THE change in the country’s prescribed mix of generating sources for electricity will soon change if Energy Secretary Alfonso Cusi has his way. But while the new plan has considerable merit, it will make the Department of Energy’s job considerably harder.
Cusi’s preference is to do away with quotas imposed on types of power generation – coal, oil, gas, and various forms of renewable energy – and instead simply maintain a ratio of 70 percent baseload power, 20 percent midrange requirements and 10 percent peaking power.
The ratio is important because different types of power have different generation costs. Under that 70-20-10 arrangement, the least expensive power should make up the baseload capacity, while more expensive types would be limited to the less-used middle range and peaking capacities. Under this arrangement, hydroelectric, gas, and coal generating plants would provide the base load power, while the less expensive renewables and the more expensive fossil fuel plants (whose costs are roughly similar) would make up the midrange, and the most expensive renewables – solar and wind – would be used to supply peak power. This scheme hypothetically assures that consumers pay the lowest reasonable price for the electricity they use.
Under the past PNoy Aquino administration, the DOE’s energy mix was based on technology – 30 percent for coal, 30 percent for gas, 30 percent for renewable energy, and 10 percent for other fuels. The rationale for that arrangement was that mixing power sources would tend to average out generation costs, and it would encourage the development of more climate-friendly renewable energy.
The scheme did not actually achieve either of those goals. Power prices remained high throughout Aquino’s term, and because a significant proportion – nearly a third – of the country’s existing electricity supply comes from hydroelectric and geothermal generating facilities, the opportunities for the development of more renewable energy were limited.
Cusi’s proposal could achieve those aims, or at least improve on the performance of the Aquino-era power mix. If most of the power consumers use is from the most economical sources, power costs should decline, and even though the demand for some forms of renewable energy would be restricted, development would still be an attractive prospect for investors, because they would be assured of higher prices for the electricity they produce, even without the DOE having to resort to the awkward market interference of feed-in tariffs or other subsidies.

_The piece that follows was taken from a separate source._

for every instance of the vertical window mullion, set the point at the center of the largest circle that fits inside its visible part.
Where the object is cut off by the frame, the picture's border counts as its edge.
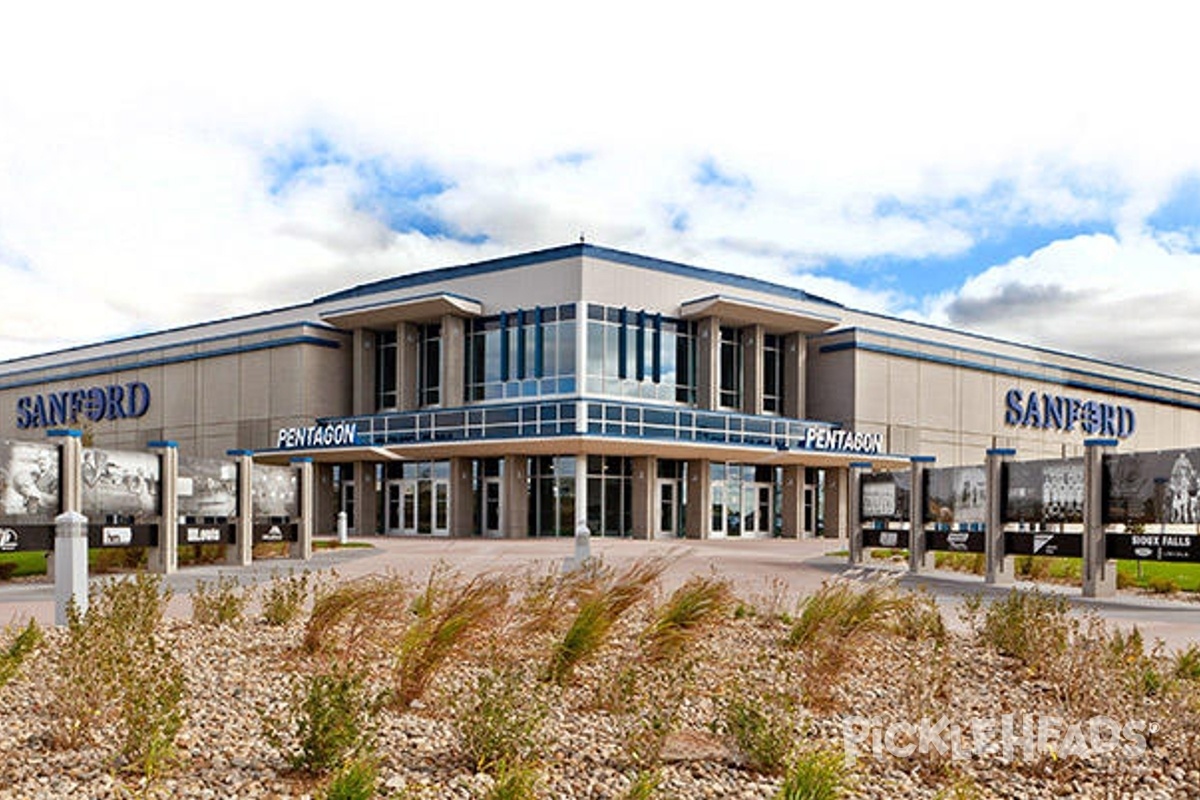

The plan, however, is not without its potential pitfalls, and due regard must be given to sustainability. Without some limits, Cusi’s proposal could lead to a massive shift toward environmentally unsound choices such as coal or even more polluting fossil fuels as a matter of economy and expediency. Unfortunately, Cusi’s recommendation to let market forces guide energy development will likely take the country down that exact road, because the energy consumer does not ordinarily concern himself with how the energy was made or where it comes from, but only that it is available.
A better solution would be something in between Cusi’s “flexible” approach and the more restrictive, but more technology-conscious energy mix program of the previous administration. After all, some variety in the energy mix is prudent. For instance, if for some reason there is a significant increase in the price of coal, the country would be better able to manage the resulting increase in power costs if it could shift some reliance to other types of generation such as gas or renewables.
Managing this would not necessarily require a fixed mandate, but simply a careful assessment of proposed power projects and their prospective place in the country’s overall energy supply – something the Department of Energy and other concerned agencies should be doing anyway.